Linux 139 Exit code 139

139
HighLinux System

Reviewed for reference consistency: April 11, 2026

Exit code 139 — shell status for a SIGSEGV termination

What 139 Means

The 139 error on the Linux system errors indicates exit code 139 — shell status for a sigsegv termination. This typically occurs due to null pointer dereference in a compiled binary.

Exit code 139 is the shell-level representation of a SIGSEGV termination. It comes from the Linux convention of reporting signal exits as 128 plus the signal number: 128 + signal 11 = 139.

How to fix 139

General informational guidance, not professional advice. Commands can affect your system or data — back up first and proceed at your own risk. FixerCode is an independent reference, not affiliated with any vendor mentioned.

  1. Confirm it is a segfault, not an out-of-memory kill

    Check the kernel log for the termination reason. A 'segfault' line confirms SIGSEGV, while an 'Out of memory' line means the process was OOM-killed and should be treated as exit code 137 instead.

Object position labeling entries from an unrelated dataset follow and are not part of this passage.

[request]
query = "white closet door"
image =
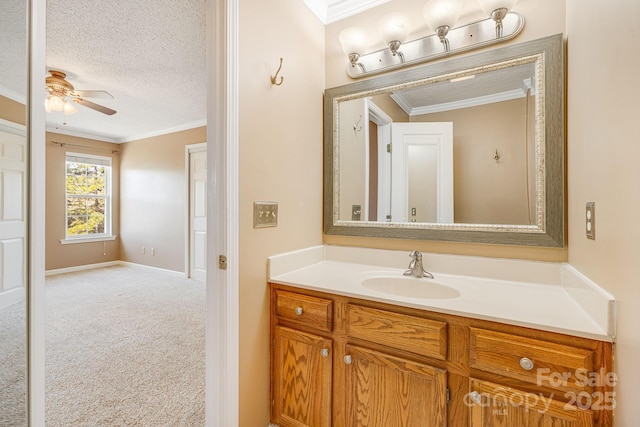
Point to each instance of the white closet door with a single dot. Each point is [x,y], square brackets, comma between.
[13,187]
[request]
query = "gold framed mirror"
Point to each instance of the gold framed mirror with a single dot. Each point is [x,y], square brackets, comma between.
[469,149]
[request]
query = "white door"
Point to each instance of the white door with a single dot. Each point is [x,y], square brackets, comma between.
[198,213]
[422,172]
[13,187]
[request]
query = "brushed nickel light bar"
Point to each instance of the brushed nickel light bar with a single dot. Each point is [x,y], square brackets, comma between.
[441,16]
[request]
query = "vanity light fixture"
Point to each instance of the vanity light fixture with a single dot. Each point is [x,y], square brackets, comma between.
[441,15]
[395,30]
[497,10]
[354,41]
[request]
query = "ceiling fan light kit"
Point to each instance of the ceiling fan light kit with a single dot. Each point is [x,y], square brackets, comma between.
[61,93]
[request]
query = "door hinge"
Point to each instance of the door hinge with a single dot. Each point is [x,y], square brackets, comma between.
[222,262]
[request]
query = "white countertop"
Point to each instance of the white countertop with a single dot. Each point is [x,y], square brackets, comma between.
[573,308]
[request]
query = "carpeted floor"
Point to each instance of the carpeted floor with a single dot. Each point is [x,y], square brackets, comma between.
[124,347]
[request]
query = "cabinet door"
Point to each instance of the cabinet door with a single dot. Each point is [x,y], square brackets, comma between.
[388,391]
[493,405]
[302,379]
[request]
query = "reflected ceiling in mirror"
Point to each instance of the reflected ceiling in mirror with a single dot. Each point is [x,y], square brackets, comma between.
[507,181]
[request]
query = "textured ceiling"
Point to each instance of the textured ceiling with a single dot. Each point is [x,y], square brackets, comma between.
[149,54]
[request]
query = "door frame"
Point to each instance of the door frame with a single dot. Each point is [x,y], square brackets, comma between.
[222,330]
[188,150]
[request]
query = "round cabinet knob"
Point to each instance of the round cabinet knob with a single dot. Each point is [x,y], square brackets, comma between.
[526,363]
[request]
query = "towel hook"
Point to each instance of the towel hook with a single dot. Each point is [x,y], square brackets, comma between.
[274,79]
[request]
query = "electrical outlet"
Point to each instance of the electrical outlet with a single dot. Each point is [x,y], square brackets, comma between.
[265,214]
[356,212]
[590,220]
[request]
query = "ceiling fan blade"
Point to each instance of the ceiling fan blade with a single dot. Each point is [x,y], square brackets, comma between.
[94,106]
[92,94]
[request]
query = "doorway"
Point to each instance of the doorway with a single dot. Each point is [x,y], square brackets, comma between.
[196,250]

    dmesg -T | grep -iE 'segfault|out of memory|killed'
  2. Reproduce under a debugger to find the crash location

    Run the failing program inside gdb, let it crash, then print the backtrace to see the exact function and line that triggered the invalid memory access.

    gdb --args ./your_program arg1
    run
    bt
  3. Rebuild with AddressSanitizer to catch the bad access

    Compiling with AddressSanitizer instruments memory operations and reports the precise location of a use-after-free, buffer overflow, or null dereference when it happens.

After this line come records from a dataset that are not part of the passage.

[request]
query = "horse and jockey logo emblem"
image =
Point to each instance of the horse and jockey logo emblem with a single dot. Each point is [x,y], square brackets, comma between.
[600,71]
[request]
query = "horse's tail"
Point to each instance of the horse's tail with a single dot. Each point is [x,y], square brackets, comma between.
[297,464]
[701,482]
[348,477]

    gcc -g -fsanitize=address -o app app.c && ./app
  4. In Docker or CI, rule out a memory limit or library mismatch

    Containers often surface 139 when a native library was built against a different libc or when the process is starved of memory. Raise the limit and confirm the runtime matches the build environment.

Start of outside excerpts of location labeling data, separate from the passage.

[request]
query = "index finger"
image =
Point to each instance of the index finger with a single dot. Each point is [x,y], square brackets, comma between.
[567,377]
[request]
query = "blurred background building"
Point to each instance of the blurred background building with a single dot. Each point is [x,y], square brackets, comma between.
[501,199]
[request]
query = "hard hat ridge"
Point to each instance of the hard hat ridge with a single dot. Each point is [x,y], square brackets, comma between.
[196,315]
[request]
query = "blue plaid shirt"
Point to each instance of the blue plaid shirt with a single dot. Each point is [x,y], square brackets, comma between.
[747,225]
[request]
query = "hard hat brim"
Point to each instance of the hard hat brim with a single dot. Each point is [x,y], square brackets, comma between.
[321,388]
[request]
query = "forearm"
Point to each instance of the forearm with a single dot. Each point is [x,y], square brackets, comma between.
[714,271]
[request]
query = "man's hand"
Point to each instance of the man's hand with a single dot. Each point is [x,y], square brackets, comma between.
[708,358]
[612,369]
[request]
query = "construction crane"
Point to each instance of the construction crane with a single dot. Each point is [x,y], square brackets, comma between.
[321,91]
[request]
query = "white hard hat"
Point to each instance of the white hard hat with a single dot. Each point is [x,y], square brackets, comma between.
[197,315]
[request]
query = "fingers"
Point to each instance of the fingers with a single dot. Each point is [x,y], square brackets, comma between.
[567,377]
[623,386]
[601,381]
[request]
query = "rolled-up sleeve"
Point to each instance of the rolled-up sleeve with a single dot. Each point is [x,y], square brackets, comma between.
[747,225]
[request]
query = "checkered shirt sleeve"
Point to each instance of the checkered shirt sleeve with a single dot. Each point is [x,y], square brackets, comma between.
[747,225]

    docker run --memory=2g your-image

Technical Background

Exit code 139 is not a separate Linux error number. It is the shell status created after a process terminates because of signal 11, also known as SIGSEGV.

That makes 139 different from ordinary application exit codes such as 1, 2, or 3. Those values usually mean the program chose to exit with a non-zero status. Code 139 usually means the process was stopped by the operating system's signal handling path.

The same event may be described as `segfault`, `SIGSEGV`, `signal 11`, `return code 139`, or `exit code 139` depending on whether the message comes from a kernel log, shell, test runner, container runtime, or CI interface.

Common Causes

  • Null pointer dereference in a compiled binary
  • Stack overflow from excessive recursion depth
  • Use-after-free or double-free memory corruption

Typical Scenarios

  • A CI pipeline reports exit code 139 after a test binary crashes during execution
  • A Docker container terminates with code 139 because the application inside had a memory access violation

What to Know

A 139 status is best read as a signal-encoded crash result. Its closest sibling is signal 11, while 137 shows the same 128-plus-signal convention for SIGKILL rather than SIGSEGV.

Frequently Asked Questions

Common questions about Linux 139 error

In practice, yes. Exit code 139 corresponds to signal 11 (SIGSEGV), which is the segmentation fault signal. It is extremely rare for a program to deliberately exit with code 139 for another reason.